Yamamoto elected to train at the Canadian gym in advance of his bout with Lee, who came up short in his promotional debut against Chris Cariaso at UFC 138 in November. As part of a family of famous wrestlers in Japan, Yamamoto rose to MMA prominence under the K-1 Hero’s banner. His father, Ikuei, represented Japan at the 1972 Summer Olympics, and his sisters, Miyu and Seiko, have won world championships in wrestling. Miyu connected Yamamoto to Cunha.

“The partnership with Kid happened in a very cool way,” Cunha said. “His sister is a three-time world champion in wrestling and was training here with our wrestling coach. We started talking about MMA, and she knew my work because of the guys from Yoshida Dojo. Then she asked if I could train her brother for his fight; for the family, it’s the most important of his career because of the UFC’s return to Japan and because it’s a time of transition and recovery for MMA in the country.

“Yamamoto’s family has a tradition in the fighting world,” he added. “The father was a wrestler, and all of the kids are wrestlers. We agreed to all the details, and Kid came here to make his camp with me and our team.”

Now in the final stages of his training camp, Yamamoto aims to put an end to the second two-fight losing streak of his career. Cunha thinks a return home will benefit him.

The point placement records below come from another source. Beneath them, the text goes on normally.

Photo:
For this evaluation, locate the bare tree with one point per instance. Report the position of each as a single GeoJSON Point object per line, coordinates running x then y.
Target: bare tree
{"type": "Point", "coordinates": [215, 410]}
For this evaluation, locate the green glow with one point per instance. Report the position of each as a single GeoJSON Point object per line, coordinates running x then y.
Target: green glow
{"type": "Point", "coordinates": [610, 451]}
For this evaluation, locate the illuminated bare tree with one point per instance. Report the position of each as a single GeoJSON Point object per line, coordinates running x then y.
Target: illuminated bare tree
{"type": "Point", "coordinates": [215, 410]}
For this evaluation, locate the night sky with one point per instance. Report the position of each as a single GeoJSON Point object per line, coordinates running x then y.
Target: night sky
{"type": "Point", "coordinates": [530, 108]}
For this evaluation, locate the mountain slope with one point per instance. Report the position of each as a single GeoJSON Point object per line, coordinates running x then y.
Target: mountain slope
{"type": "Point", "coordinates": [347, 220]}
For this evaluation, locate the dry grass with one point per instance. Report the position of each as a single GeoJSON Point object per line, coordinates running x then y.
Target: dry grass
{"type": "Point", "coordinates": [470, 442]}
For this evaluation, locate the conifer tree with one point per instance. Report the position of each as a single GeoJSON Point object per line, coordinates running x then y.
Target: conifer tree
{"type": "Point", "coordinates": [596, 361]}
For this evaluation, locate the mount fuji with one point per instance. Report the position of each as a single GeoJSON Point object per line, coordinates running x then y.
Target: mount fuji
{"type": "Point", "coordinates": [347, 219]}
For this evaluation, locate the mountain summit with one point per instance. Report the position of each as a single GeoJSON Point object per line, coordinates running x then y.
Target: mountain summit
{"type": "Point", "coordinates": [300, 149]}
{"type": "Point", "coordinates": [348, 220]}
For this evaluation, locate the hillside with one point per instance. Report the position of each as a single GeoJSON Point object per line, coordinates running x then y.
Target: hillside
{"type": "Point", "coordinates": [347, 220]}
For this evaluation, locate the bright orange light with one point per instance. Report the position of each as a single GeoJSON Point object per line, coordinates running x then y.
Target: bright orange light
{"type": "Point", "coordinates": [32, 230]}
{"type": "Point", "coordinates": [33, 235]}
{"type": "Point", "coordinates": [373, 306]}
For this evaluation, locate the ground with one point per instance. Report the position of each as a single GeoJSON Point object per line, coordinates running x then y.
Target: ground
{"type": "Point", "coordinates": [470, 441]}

“After three months of hard, intense training, we’re getting towards the end and just preparing for this fight, with a strategy that puts him in a position of advantage for a good win on home soil,” Cunha said. “That’s expected from an athlete who has been a world champion and made his mark in history.”

The Cunha-Yamamoto union was made all the more unlikely by the fact that the 2005 K-1 Hero’s lightweight grand prix winner enjoyed much of his success at the expense of Brazilians, including Royler Gracie, Bibiano Fernandes and Rani Yahya. Cunha has confidence in his new student.

“Kid is very dedicated to doing all the work with a lot of discipline,” he said. “He has worked to gain muscle mass. A food company that sponsors him sent him the meals he needed on a daily basis. We prepared physically and tactically, so, at the time of the fight, he can execute exactly what we trained.”

Alan Oliveira contributed to this report.